Now comes our own test of conscience. Where are we to wrestle with our own consciences? At a generallevel, we can ask ourselves—we who might ourselves scientists and officials—whether we do not often confuse the common good with the utilitarian good. The common good excludes no one, not ever. The utilitarian good, in contrast, is maximizing and consequentialist. Its efficiency can demand that we exclude some in order to pursue a quantitative “greater good.”
But we if we are to give content to the general, we need to engage theparticular. Here I can only draw attention to a single particular. Nowhere has the pandemic been more lethal than in our nursing homes. The sick and the elderly who live in them are often isolated and at grave risk. Indeed, they have long been at risk for serious infection, and we have long known this to be so. We have long known of their isolation. We should ask ourselves, then, why so many of them are in nursing homes and why, especially now, when they are so vulnerable.
Sometimes we hear, or ourselves give, the cost/benefit answer of a bystander. Efficiency, it is said, requires that we maintain nursing homes; efficiency populates our “care facilities.” But the calculus of such efficiency is short term and suspect. In any case, we are not bystanders. We are the sons and daughters of the people in nursing homes, and we are the sisters and brothers of the people in care facilities.
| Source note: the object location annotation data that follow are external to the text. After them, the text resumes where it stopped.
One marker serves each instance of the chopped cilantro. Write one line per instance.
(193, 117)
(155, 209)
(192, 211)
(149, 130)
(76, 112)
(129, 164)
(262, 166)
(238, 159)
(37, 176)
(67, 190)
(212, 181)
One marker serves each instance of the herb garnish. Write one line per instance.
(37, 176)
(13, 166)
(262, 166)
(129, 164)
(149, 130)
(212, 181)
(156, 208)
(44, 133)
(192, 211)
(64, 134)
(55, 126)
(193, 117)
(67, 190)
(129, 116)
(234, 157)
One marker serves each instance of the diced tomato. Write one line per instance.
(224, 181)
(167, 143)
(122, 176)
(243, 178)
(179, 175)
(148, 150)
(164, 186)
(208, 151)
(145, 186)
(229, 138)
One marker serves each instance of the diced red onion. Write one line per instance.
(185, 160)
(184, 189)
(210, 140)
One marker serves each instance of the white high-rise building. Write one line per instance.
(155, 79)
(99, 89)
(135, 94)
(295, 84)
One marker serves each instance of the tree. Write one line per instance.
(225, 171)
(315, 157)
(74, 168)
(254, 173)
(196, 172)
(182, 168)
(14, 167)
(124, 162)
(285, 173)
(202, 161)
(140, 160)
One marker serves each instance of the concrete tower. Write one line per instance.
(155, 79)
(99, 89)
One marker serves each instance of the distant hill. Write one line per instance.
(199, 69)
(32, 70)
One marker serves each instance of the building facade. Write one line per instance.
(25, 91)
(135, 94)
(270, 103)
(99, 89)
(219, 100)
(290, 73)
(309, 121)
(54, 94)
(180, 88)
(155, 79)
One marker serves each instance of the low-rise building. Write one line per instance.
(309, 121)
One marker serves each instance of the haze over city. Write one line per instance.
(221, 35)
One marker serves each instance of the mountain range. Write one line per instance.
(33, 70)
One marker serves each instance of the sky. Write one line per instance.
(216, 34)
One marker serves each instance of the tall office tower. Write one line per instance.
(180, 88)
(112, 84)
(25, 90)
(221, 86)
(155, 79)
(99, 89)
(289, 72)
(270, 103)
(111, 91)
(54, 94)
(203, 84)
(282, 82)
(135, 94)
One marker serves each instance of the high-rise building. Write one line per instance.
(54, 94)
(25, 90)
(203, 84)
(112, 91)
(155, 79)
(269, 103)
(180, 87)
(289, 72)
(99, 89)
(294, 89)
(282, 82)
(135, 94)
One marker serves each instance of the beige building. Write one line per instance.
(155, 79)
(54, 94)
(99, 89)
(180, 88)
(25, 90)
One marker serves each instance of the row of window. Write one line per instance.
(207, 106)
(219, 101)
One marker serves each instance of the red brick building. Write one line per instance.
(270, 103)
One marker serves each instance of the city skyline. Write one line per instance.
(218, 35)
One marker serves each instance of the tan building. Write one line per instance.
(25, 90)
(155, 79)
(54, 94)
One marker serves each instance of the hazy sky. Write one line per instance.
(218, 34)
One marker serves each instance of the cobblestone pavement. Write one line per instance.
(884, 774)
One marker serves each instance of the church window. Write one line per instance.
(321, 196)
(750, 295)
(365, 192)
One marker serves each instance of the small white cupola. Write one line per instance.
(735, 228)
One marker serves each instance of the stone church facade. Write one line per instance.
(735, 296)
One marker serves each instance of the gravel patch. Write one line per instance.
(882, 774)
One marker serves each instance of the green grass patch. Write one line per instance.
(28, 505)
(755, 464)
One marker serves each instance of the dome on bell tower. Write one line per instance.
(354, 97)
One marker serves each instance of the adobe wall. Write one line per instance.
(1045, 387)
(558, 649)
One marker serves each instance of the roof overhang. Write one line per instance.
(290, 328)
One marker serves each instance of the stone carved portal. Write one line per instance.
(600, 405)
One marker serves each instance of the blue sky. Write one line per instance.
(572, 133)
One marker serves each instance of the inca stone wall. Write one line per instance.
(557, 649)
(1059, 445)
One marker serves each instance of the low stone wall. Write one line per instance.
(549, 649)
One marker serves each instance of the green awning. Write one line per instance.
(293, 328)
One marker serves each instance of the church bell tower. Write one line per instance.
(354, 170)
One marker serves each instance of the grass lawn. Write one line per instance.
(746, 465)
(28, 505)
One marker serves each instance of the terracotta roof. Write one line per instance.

How then are we to answer our question? No doubt sometimes we can say, and truly, that we are unable to care for our sick and elderly in our homes. Yet sometimes we must admit that, yes, we could care for them. But doing so would make us uncomfortable. It would be too taxing, too messy. So then we say that we are sorry, so very sorry. And we are.
But this answer, however sincere, is deficient in justice. To be more specific, it denies the connaturality of the family; it ignores the virtue of filial piety. And when we deny one virtue, we easily move to the denial of others. We lose sight of the piety of place and the fatherhood of God. We see enough of these denials.
Still, the landscape need not be so bleak. If one vice unravels virtue, the recovery of one virtue can revive others. Suppose we kept faith with our family members and that we pledged filial piety. Our elderly and infirm would be safer; we would be more faithful. Justice could grow stronger.
We might even see that in wrestling with our consciences we can learn from angels!